La carenza di medici di base si fa sentire, non solo nelle nostre valli Brembana e Imagna ma in tutta la regione. Una vera emergenza sanitaria, di difficile risoluzione soprattutto in un contesto di pandemia. Per arginare il problema, ecco la proposta di Letizia Moratti, assessore al Welfare di Regione Lombardia.
Seimila euro in più ai medici che accettano incarichi in zone “disagiate”: se, dopo tre bandi di medicina generale o Pediatria di libera scelta, non si fosse riusciti a coprire un ambito carente, le Ats possono assegnare, ai medici che hanno accettato, 6.000€ in più all’anno. Questi medici, inoltre, potrebbero incrementare il proprio massimale di assistiti fino a duemila.
Un’idea che ha trovato d’accordo diversi esponenti del panorama amministrativo bergamasco, seppure con qualche riserva. “Si tratta di un segnale di attenzione da parte di Regione – dice Juri Imeri, presidente dell’Assemblea dei sindaci del Distretto Bergamo Ovest -. È chiaro però che ci si aspetta una riforma da parte del governo, che abbia una strategia che sia definitiva per risolvere il problema”.
Parole di apprezzamento anche da Gianbattista Brioschi, presidente dell’Assemblea dei sindaci del Distretto di Bergamo: “È un incentivo che era già stato considerato con i medici, anche se stiamo parlando di palliativi e di mettere le toppe a questa emergenza. È logico che chiedere ancora sacrifici ai medici è difficile: qualcuno accetterà questa proposta, ma tanti altri non se la sentiranno, visto che alcuni stanno già lasciando perché si sentono stremati da due anni di pandemia”. Brioschi rilancia, suggerendo di rivedere il contratto nazionale dei medici e magari riconsiderando il reintegro ad hoc di quelli che già sono andati in pensione.

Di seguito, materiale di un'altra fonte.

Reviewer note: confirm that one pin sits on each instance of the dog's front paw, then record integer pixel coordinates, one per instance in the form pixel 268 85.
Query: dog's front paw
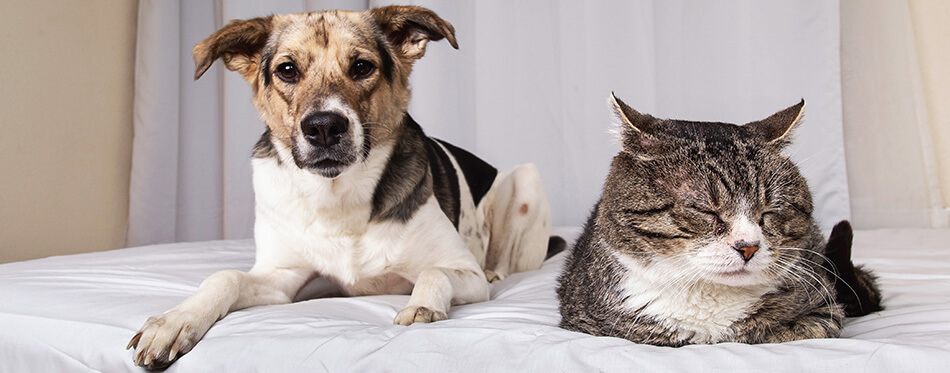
pixel 165 337
pixel 416 314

Positivo anche il parere di Alberto Mazzoleni, della giunta nazionale Uncem (Unione nazionale comuni comunità enti montani): “Chiaramente, la situazione sta diventando drammatica per tutti, soprattutto per la montagna. Penso sia il minimo, poter stabile incentivi. Servirà poi anche rafforzare i presidi, per non lasciare soli i medici di famiglia”.